Pozycja podczas skretu w lewo na skrzyżowaniu.

Tu możecie podzielić się uwagami lub wątpliwościami związanymi z poruszaniem się na drogach

Moderatorzy: dylek, ella, klebek

Pozycja podczas skretu w lewo na skrzyżowaniu.

Postprzez Adjan » poniedziałek 17 maja 2010, 19:08

Witam. Mam pewne wątpliwości, co do pozycji, którą powinienem zająć podczas wykonywania 'lewoskrętu'. Przeszukałem forum, lecz nie udało mi się znaleźć satysfakcjonującej odpowiedzi. Mianowicie chodzi mi o to w którym miejscu powinienem się zatrzymać. Kiedy mogę wjechać na skrzyżowanie i oczekiwać na możliwość przejazdu przy środku osi jezdni,a kiedy wstrzymać się z przejazdem. Dołączam prymitywny obrazek - ja to niebieski i/ lub fioletowy. Jeśli ktoś byłby w stanie jakoś skrzętnie i precyzyjnie wytłumaczyć byłbym bardzo wdzięczny, np kiedy jadę z pierwszeństwem na wprost i z każdej strony? Dojechać do środka (fioletowy) i poczekać aż samochód/ samochody z naprzeciwka przejada? Co, gdy jest to równorzędne skrzyżowanie i mam samochód/samochody także z prawej czy z lewej strony?
Obrazek
Ostatnio zmieniony poniedziałek 17 maja 2010, 19:15 przez Adjan, łącznie zmieniany 1 raz
Adjan
 
Posty: 4
Dołączył(a): poniedziałek 17 maja 2010, 18:55

Postprzez piotrekbdg » poniedziałek 17 maja 2010, 19:16

Mniej więcej tak jak narysowałeś, dojeżdżasz do osi jezdni i oczekujesz na możliwość przejazdu. Tylko lewoskręt staraj się zrobić przed symetrycznym środkiem skrzyżowania, tak aby ewentualny pojazd z przeciwka skręcający w lewo też się zmieścił. Równorzędne wiele tu nie zmienia, interesują Cię tylko pojazdy z prawej i z przeciwka. Leśli miejsca jest dosyć to ustawiasz sie tak samo jak w przypadku ze znakami czy sygnalizacją S-1. Jak skrzyżowanie jest małe/wąskie dojedź do krawędzi i czekaj aż z przeciwka i z prawej będzie wolne.
piotrekbdg
 
Posty: 2139
Dołączył(a): wtorek 18 sierpnia 2009, 00:18

Postprzez Adjan » poniedziałek 17 maja 2010, 19:24

to znaczy, że jeśli małe to czekam w miejscu niebieskim? Dojeżdżając do skrzyżowania zatrzymuje się w miejscu niebieskiego, przepuszczam z prawej samochody i gdy zostaje sam na sam z tym/tymi z naprzeciwka to podjeżdżam do środka jezdni tam czekam na swoją szansę? Czy oczekiwanie w takowej sytuacji, tam gdzie jest niebieksi, byłoby błędem?
Adjan
 
Posty: 4
Dołączył(a): poniedziałek 17 maja 2010, 18:55

Postprzez piotrekbdg » poniedziałek 17 maja 2010, 19:34

to znaczy, że jeśli małe to czekam w miejscu niebieskim?

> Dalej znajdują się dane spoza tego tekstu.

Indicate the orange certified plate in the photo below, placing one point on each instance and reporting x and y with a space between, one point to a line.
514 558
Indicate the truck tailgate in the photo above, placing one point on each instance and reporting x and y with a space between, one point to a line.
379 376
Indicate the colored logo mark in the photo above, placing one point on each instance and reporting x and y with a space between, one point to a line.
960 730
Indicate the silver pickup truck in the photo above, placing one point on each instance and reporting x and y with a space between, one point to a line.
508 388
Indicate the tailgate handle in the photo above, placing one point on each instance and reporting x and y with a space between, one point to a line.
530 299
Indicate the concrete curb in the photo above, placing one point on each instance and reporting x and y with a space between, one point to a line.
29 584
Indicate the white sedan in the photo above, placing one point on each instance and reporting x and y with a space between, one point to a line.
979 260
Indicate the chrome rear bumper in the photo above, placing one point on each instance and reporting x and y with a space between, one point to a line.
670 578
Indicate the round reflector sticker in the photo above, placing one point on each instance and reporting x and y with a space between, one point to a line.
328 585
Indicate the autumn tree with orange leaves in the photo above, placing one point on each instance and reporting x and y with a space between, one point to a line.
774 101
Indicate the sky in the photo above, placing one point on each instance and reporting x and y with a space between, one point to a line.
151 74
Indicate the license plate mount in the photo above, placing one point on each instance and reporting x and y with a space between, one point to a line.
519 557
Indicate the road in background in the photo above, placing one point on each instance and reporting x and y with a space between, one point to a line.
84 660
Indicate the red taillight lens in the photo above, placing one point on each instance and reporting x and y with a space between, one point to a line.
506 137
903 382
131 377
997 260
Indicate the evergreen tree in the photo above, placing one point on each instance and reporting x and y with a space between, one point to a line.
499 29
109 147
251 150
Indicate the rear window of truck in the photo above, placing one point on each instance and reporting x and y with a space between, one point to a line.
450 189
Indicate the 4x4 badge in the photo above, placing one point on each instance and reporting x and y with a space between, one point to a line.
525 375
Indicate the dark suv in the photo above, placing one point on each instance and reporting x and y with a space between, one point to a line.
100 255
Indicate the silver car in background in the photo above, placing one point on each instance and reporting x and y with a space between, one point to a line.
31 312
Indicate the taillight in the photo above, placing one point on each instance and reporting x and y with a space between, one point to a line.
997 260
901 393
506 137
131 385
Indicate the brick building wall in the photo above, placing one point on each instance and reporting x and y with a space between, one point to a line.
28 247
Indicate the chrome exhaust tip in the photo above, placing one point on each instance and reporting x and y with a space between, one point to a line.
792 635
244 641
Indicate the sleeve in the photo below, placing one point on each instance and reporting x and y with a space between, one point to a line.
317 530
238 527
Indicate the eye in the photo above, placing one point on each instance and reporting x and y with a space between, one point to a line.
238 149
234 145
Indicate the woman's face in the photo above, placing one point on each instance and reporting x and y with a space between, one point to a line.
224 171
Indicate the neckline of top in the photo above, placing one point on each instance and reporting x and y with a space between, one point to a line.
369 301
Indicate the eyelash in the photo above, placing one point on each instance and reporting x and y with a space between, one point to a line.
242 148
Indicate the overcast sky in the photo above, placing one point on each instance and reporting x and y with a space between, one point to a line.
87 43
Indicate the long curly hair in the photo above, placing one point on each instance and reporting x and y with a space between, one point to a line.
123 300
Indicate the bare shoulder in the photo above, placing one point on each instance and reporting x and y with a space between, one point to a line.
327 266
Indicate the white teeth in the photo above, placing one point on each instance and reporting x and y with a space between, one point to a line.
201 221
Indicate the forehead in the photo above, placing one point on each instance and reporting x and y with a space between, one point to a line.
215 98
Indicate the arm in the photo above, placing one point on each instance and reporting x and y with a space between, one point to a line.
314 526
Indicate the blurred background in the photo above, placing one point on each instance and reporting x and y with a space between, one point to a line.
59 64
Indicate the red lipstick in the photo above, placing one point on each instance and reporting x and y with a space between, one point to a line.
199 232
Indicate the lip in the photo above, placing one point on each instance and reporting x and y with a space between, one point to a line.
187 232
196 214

tak, bo nie ma sensu wychylać się na pół metra, jeszcze tylko skręt sobie możesz utrudnić jak to jakieś małe i nieforemne skrzyżowanie.

Dojeżdżając do skrzyżowania zatrzymuje się w miejscu niebieskiego, przepuszczam z prawej samochody i gdy zostaje sam na sam z tym/tymi z naprzeciwka to podjeżdżam do środka jezdni tam czekam na swoją szansę?


Tak

Czy oczekiwanie w takowej sytuacji, tam gdzie jest niebieksi, byłoby błędem?


To zależy, nie dobrze w tym przypadku jest uogólniać. Jeśli to skrzyżowanie z sygnalizacją S-1, skręcasz w lewo a samochodów z przeciwka jest od liku, do tego przed tobą też ze dwa-trzy samochody jadą w lewo to lepiej się za sygnalizator nie ruszać bo możesz na nie wjechać i mieć problemy z opuszczeniem.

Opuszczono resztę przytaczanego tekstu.